Norma Mngoma told the commission that her husband was a servant of the Guptas and their lavish lifestyle was mostly funded by the infamous family.
However, before her testimony, Mngoma made a plea to have her evidence delayed until she was able to supplement her affidavit. She claimed that some aspects of her original affidavit had been added and edited by evidence leaders in the commission and were not of her personal knowledge.
Although Deputy Chief Justice Raymond Zondo did not dismiss the application made by Mngoma’s legal team, he suggested that due to the pressure of time on the commission, she should continue to give evidence and where parts of her affidavit needed to be changed, she could notify the commission as she testified.
Legal expert advocate Mfesane Ka-Siboto said that while typically Mngoma would have been given the opportunity to supplement her affidavit, the commission was under pressure to conclude proceedings due to cost and time.
“It was a good option and the best practical way to move ahead under the circumstances. Ms Mngoma is still entitled to supplement her affidavit before her next appearance,” Ka-Siboto said.
Mngoma, through her legal representative advocate Mpati Qofa, said that she was only present at the commission on Monday evening because she was summoned to appear.

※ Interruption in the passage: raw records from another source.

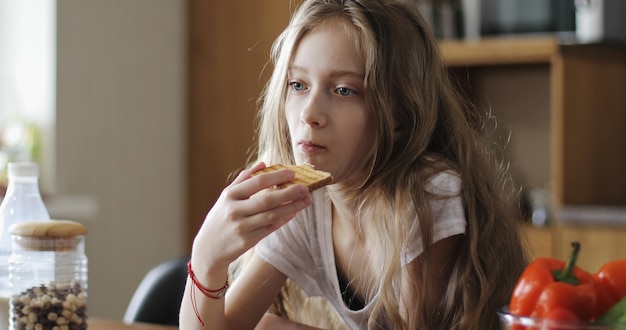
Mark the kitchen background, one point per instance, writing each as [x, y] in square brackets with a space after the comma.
[115, 140]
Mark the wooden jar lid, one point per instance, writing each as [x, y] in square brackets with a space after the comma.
[48, 228]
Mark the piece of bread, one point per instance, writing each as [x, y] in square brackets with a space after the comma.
[306, 174]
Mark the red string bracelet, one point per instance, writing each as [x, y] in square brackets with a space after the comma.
[213, 294]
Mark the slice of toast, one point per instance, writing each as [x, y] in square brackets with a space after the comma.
[306, 174]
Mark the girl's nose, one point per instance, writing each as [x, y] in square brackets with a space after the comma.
[314, 111]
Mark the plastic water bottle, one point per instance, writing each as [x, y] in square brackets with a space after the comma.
[22, 202]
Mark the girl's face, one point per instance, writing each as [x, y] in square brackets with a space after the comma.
[330, 125]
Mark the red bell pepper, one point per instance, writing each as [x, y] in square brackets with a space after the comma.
[611, 279]
[612, 275]
[548, 284]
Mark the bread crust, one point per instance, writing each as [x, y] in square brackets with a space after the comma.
[306, 174]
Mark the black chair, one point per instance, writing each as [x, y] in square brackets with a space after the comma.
[158, 296]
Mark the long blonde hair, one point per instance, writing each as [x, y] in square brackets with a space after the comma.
[423, 126]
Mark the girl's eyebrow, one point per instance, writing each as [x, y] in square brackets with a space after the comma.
[333, 74]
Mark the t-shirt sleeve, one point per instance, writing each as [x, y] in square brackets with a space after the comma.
[288, 250]
[448, 214]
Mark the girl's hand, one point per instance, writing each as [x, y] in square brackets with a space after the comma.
[241, 217]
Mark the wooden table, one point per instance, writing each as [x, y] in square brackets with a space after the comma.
[104, 324]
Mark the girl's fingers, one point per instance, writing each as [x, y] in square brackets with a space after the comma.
[246, 185]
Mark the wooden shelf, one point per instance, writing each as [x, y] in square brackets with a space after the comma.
[498, 51]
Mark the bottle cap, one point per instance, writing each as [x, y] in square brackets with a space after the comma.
[23, 169]
[48, 235]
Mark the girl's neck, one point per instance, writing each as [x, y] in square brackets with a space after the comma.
[342, 211]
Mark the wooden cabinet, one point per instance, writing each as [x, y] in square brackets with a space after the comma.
[566, 107]
[229, 46]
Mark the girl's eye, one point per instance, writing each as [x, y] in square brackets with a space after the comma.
[343, 91]
[296, 86]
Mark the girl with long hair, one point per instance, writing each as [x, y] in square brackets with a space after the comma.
[419, 229]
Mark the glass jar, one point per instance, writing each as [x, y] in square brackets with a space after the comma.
[48, 275]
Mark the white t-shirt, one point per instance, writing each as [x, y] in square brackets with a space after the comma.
[303, 248]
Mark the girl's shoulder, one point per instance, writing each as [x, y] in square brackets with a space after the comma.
[446, 182]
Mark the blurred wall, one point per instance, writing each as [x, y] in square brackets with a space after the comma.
[120, 136]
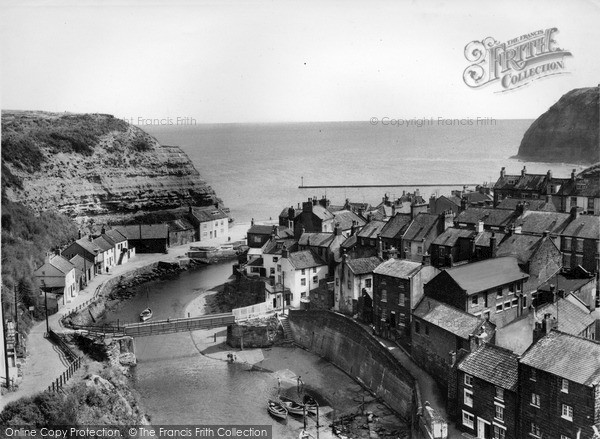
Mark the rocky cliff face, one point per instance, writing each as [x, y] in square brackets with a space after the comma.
[93, 164]
[567, 132]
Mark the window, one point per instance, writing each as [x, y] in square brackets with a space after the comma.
[468, 380]
[499, 393]
[468, 419]
[499, 432]
[468, 398]
[567, 412]
[566, 244]
[499, 415]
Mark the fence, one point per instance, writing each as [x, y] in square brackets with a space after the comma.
[74, 362]
[252, 311]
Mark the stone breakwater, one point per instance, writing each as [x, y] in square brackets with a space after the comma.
[347, 345]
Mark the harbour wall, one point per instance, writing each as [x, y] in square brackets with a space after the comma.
[350, 347]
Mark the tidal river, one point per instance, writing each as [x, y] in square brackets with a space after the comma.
[182, 379]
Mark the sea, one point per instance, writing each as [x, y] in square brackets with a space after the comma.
[256, 169]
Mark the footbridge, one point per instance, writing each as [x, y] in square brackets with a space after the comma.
[158, 327]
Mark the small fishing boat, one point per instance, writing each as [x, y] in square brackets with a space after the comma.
[146, 314]
[292, 406]
[310, 403]
[277, 409]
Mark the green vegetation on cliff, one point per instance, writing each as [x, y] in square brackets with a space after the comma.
[568, 132]
[103, 399]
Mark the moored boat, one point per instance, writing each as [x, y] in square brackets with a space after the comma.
[292, 406]
[277, 409]
[146, 314]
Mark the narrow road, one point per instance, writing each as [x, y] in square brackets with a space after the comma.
[44, 361]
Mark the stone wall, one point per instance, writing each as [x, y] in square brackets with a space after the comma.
[260, 334]
[350, 347]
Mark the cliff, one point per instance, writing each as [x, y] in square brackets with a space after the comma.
[567, 132]
[93, 164]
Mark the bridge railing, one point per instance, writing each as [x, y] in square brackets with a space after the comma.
[252, 311]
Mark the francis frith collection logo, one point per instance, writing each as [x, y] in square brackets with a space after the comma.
[516, 62]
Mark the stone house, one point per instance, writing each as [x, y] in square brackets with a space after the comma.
[492, 288]
[559, 387]
[580, 243]
[486, 400]
[57, 275]
[299, 272]
[353, 279]
[440, 331]
[397, 288]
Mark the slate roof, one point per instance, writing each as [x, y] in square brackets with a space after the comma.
[571, 318]
[210, 213]
[317, 239]
[486, 274]
[557, 353]
[530, 204]
[581, 187]
[523, 247]
[61, 263]
[322, 212]
[400, 268]
[371, 229]
[305, 259]
[494, 365]
[396, 226]
[421, 226]
[144, 231]
[258, 262]
[363, 265]
[538, 222]
[274, 247]
[349, 242]
[489, 216]
[103, 243]
[451, 235]
[180, 225]
[345, 218]
[448, 318]
[115, 235]
[528, 182]
[584, 226]
[81, 263]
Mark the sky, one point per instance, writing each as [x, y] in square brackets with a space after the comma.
[281, 61]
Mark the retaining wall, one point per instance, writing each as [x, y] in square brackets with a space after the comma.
[349, 346]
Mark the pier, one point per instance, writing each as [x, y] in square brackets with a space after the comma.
[342, 186]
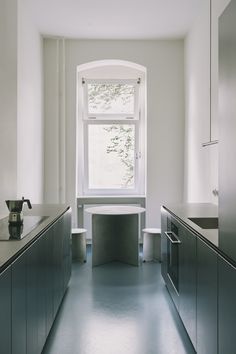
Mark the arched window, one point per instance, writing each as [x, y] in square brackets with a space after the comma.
[111, 128]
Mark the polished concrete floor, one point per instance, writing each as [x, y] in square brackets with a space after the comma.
[117, 309]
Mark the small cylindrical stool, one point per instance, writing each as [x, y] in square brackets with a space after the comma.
[79, 244]
[151, 245]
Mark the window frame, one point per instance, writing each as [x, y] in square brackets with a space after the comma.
[111, 116]
[110, 191]
[82, 135]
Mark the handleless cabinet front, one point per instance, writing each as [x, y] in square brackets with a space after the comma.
[206, 299]
[19, 305]
[164, 217]
[226, 306]
[188, 282]
[5, 311]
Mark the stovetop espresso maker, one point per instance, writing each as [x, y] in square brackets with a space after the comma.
[15, 207]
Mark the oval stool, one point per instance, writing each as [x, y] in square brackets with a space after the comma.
[151, 244]
[79, 244]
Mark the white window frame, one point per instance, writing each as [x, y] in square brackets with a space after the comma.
[112, 116]
[137, 119]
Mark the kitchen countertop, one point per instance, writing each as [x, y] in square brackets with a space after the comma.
[9, 250]
[183, 212]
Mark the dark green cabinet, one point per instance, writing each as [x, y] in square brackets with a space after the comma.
[18, 286]
[188, 282]
[206, 299]
[226, 306]
[32, 288]
[5, 311]
[32, 298]
[164, 217]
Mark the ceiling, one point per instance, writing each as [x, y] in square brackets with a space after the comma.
[110, 19]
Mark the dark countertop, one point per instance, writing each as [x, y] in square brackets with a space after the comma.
[9, 250]
[184, 211]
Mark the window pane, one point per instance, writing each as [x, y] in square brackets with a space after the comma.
[111, 158]
[105, 98]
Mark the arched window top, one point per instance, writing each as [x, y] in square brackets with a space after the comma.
[106, 63]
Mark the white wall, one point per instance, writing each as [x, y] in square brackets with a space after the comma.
[8, 100]
[164, 61]
[201, 164]
[21, 141]
[29, 106]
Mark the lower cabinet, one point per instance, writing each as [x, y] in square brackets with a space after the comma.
[226, 307]
[188, 282]
[206, 299]
[18, 293]
[206, 288]
[32, 289]
[5, 311]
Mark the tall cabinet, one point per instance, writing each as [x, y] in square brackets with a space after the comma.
[32, 288]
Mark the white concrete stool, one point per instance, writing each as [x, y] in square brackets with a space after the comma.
[151, 245]
[79, 244]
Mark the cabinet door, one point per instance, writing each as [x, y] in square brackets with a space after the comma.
[226, 306]
[48, 274]
[19, 305]
[66, 249]
[32, 299]
[5, 311]
[57, 264]
[164, 216]
[42, 245]
[188, 282]
[206, 299]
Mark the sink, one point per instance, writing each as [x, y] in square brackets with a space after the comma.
[206, 223]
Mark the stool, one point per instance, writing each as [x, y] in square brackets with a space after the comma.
[151, 245]
[79, 244]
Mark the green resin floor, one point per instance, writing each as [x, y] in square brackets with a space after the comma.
[117, 309]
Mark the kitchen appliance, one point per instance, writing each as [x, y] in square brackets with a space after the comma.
[15, 207]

Qofa read a letter to the commission before her client's appearance stating that Mngoma raised a plethora of issues that concerned her and when she received little assistance and protection from the commission, she decided to safeguard herself. She said an impression had been wrongly created that Mngoma was reluctant or refused to co-operate with the commission.
The main issue was related to her affidavit being leaked to the media.
"Our client’s first affidavit was leaked to the media and she brought her dissatisfaction with this to the attention of the commission. This aspect exacerbated our client’s security concerns," Qofa said.
"Our client has not heard from the Commission in this regard, nor has she been offered any form of security or the courtesy of an explanation for the failure to do so.
"Our client also highlighted to the commission her discomfort about the commission’s sharing of her affidavit with Ajay Gupta without informing her or her legal team. It was mentioned that Ajay Gupta was implicated, but he has not been in the country since the commission started and there was no basis to share the affidavit with him," Mngoma’s legal team said.
In the totality of the circumstances, Qofa said they were of the firm view that the conduct of the commission towards Mngoma had been “abusive".
During her testimony, Mngoma claimed that the Gupta family heavily influenced the appointments and service contracts.
She told the commission that through the Guptas and her husband, even she was made aware of major appointments at state-owned enterprises months before it happened.
She further claimed that Ajay Gupta gifted Gigaba a white three series BMW, a gold necklace for their first-born son, bags of cash and even cash for their wedding. She said they often visited the Guptas Saxonwold compound and would often leave with bags of cash.
Mngoma also told the commission that her husband shared a friendly relationship with former Transnet chief executive Siyabonga Gama to the extent that he was able to secure a job at the parastatal for his sister.
Mngoma said she and her husband were also invited to the infamous Gupta wedding at Sun City and the welcoming party at the Waterkloof Air Force Base for the family.